Le conflit éclate généralement parce que le père, la mère (ou parfois un grand-parent) est d'une méchanceté sans bornes. Ce personnage dominateur et intrusif est déterminé à gâcher le bonheur de son fils ou de sa fille, inévitablement amoureux(se) d'une personne jugée indigne d'approbation. C'est Roméo et Juliette à l'échelle d'un grand opéra, sur fond de richesse familiale colossale : un ranch d'élevage de taureaux de corrida, un club de mariachis renommé à Mexico, un empire de la tequila ou une mine d'or.
Sous le même toit, ou peut-être dans des cabanes en pisé à l'arrière, vit également un personnel composé de cuisiniers, de domestiques et de palefreniers, chacun avec ses propres conflits et travers. C'est un peu comme Downton Abbey, avec des personnages types dont les vies illustrent les différences de classes mises en scène de façon dramatique.
En général, plusieurs histoires d'amour se déroulent en parallèle. Chaque couple a son propre thème musical, diffusé à plein volume par un orchestre dès qu'ils apparaissent à l'écran, parfois au point de couvrir les dialogues. Soyez attentifs, car ces chansons figurent souvent dans le Top 10 des playlists diffusées dans les restaurants, dans les rues et ailleurs. magasins à travers l'Amérique latine.

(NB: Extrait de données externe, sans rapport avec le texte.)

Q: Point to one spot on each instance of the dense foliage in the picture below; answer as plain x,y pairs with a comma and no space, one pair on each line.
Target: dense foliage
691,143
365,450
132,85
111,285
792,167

Règles d'écriture de scénarios
Les telenovelas ont des règles qui offrent un aperçu de la culture latine. Premièrement, toute prière adressée avec ferveur au Vierge (souvent représentée comme Notre-Dame de Guadalupe) recevra une réponse. Il existe même une émission appelée La rose de Guadeloupe Il ne s'agit pas d'une série, mais d'épisodes uniques mettant en scène différents personnages victimes de maltraitance, qui prient la vierge, et qui sont sauvés à la fin de l'heure.
Une règle cardinale des telenovelas est que tout lien de sang entre un parent et son enfant engendre d'étranges coïncidences. Un scénario fréquent met en scène un père ou une mère séparé(e) de son enfant à la naissance. La question de la paternité est souvent au cœur des débats, ou bien une femme est contrainte d'abandonner le bébé qu'elle recherche sans relâche. Si on lui a annoncé la mort de l'enfant, malgré toutes les preuves – y compris une tombe clairement identifiée –, elle le sait au fond d'elle. cœur que son enfant est toujours en vie.
Lorsque la mère et le fils se rencontrent pour la première fois, à peine conscients, ils ressentiront l'appel du sang en plongeant leur regard dans celui de l'autre. Si ce même fils a un accident de voiture et que le volant lui transperce la poitrine, la mère, le cœur serré, ressentira sa douleur, même si elle se trouve ailleurs. village.
Dans une telenovela, une mère et sa fille avaient toutes deux la fâcheuse habitude de se gratter les bras lorsqu'elles étaient contrariées. Même face à face, se grattant simultanément jusqu'au sang, aucune des deux ne semblait comprendre. C'est là un autre élément essentiel de toute telenovela : ce qui est une évidence pour le public échappe aux héros pendant cinquante épisodes, voire plus.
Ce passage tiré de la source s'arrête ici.